Inspiration + Education

One of the project goals was for the R.W. Kern Center to be a place of learning and interaction, for all its users to understand the building’s function, values, and purpose, and to be inspired by its lessons. This helped drive the incorporation of building systems into public features. For example, instead of installing a purely functional, hidden greywater system, the team chose to employ indoor planters so that users could engage with the water filtration process and enjoy living plants in the building all year round. In this way, the team leveraged a functional aspect into a feature of natural beauty and discovery.

Craftsmanship is also central to much of the beauty at Kern. The “art of the hand” evident in major design elements reveals the character of individual effort and celebrates beautiful imperfection. The stone wall’s irregularity and precision is a testament to the stonemason that built it, and the design decision to wrap the exterior stone wall indoors allows users to appreciate the work up close. The building was designed so that contrasting materials connect and contrast with each other, drawing attention to their individual distinctiveness and personality.

The design goal that relates most directly to architectural beauty was the desire to create an inspiring and aspirational space for the Hampshire community. The large open space of the central atrium is not a program or energy-driven feature; it is intended purely to inspire and awe. The quality of light, the tapestry of natural materials, and the massing are all designed to collectively create an atmosphere of openness and welcome.

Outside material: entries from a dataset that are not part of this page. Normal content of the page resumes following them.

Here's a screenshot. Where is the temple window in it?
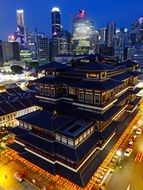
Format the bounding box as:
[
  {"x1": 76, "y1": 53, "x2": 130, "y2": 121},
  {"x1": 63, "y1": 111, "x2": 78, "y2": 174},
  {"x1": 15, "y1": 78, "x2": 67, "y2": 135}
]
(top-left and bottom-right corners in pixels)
[
  {"x1": 94, "y1": 94, "x2": 100, "y2": 104},
  {"x1": 51, "y1": 88, "x2": 55, "y2": 96},
  {"x1": 56, "y1": 134, "x2": 61, "y2": 141},
  {"x1": 45, "y1": 87, "x2": 50, "y2": 95},
  {"x1": 40, "y1": 86, "x2": 44, "y2": 94},
  {"x1": 78, "y1": 91, "x2": 84, "y2": 101},
  {"x1": 85, "y1": 92, "x2": 93, "y2": 103},
  {"x1": 62, "y1": 136, "x2": 67, "y2": 144}
]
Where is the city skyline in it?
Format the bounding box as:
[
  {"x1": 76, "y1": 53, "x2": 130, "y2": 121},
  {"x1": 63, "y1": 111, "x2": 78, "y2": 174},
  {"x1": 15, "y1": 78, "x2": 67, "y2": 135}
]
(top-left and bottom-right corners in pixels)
[{"x1": 0, "y1": 0, "x2": 143, "y2": 40}]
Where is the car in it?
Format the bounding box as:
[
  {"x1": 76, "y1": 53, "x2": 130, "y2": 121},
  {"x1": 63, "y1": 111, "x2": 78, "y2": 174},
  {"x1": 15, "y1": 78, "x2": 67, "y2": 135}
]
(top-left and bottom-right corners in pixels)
[
  {"x1": 124, "y1": 148, "x2": 133, "y2": 157},
  {"x1": 136, "y1": 128, "x2": 142, "y2": 135},
  {"x1": 14, "y1": 172, "x2": 23, "y2": 182},
  {"x1": 128, "y1": 139, "x2": 134, "y2": 147},
  {"x1": 132, "y1": 135, "x2": 138, "y2": 141}
]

Finally, some of the design approach lay in creating the conditions for beauty to manifest itself, as defined by the Hampshire community. Designing spaces for gathering, for art, and for education allowed the community to create places to project their own ideas of beauty and meaning. As one faculty member put it, “I love knowing that Living Building means not only sustainability, but also elements that bring joy. That impacts my sense of what can be valued going forward.”